Both women ultimately end up finding an escape by taking on different identities and roles at the novel’s end. Violet willingly shares Sloane’s legal identity, and feels satisfied to be free of Jay and her old life in Brooklyn. Sloane, meanwhile, has become the wealthy and glamorous woman she’s always dreamed of being, thanks to Violet’s fortune and her new status as Harper’s guardian. Both women thus end up being exactly who they wish to be through embracing a new life.

The Impact of Consumerism on Identity

Sloane and Violet come from very different socioeconomic backgrounds.
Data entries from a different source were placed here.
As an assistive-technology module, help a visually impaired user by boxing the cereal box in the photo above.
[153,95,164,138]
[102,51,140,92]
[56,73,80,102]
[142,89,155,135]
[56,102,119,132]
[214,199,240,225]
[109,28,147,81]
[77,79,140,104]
Having grown up poor and still struggling financially as an adult, Sloane envies Violet’s expensive clothes and opulent lifestyle. Violet, wealthy from birth, feels alienated by the materialist trappings of her life. In contrasting how their class status and material lifestyle shape their sense of self, the novel exposes the impact of consumerism on identity.


Sloane can’t afford the clothes that Violet wears, which prevents her from feeling like she can be Violet’s social equal. Commenting on Violet’s outfit in Chapter 4, Sloane says, “It makes her look cool, like one of the girls I always longed to sit with at lunch in high school” (60). Violet is the “cool” person, while Sloane is the outcast. As Violet has more resources, she can purchase a “cool” identity. In response, Sloane makes some attempts to keep up, such as buying an $85 hat that Violet has. Violet knows that Sloane wants to emulate her, and uses materialism as a way of luring Sloane into her revenge plot. Once Violet gives Sloane piles of her clothes, other people are fooled into thinking Sloane is Violet. In this sense, materialism and consumerism can allow someone to fake their personal and class identity. Sloane eagerly embraces these material comforts, believing they give her the glamor and status she has always longed for.


By contrast, Violet seeks liberation through rejecting the outward materialism of her life. Violet complains that she has spent her marriage to Jay feeling pressured to project a “curated” image of a glamorous, sexy wife. Instead of feeling empowered by such consumerism, as Sloane does, Violet feels trapped. It is only when Violet starts wearing Sloane’s clothes that Violet feels unburdened. As Sloane, Violet says, “[F]or the first time in I can’t remember how long, I’m not dressing for someone else. I don’t care what anyone thinks when they look at me” (366). Violet inverts consumption and identity, dressing in clothes that don’t suggest wealth so she can be someone who is less conspicuous and carry out her revenge.


The socioeconomic and material imbalances between Violet and Sloane thus initially affect their dynamic by creating a power imbalance: Violet lures Sloane in with her glamor and wealth to try to murder her. However, the novel’s ending suggests that both women have now reconciled their identities with their socioeconomic status and consumerist habits: In sharing both identity and wealth, each woman can equally enjoy her lifestyle.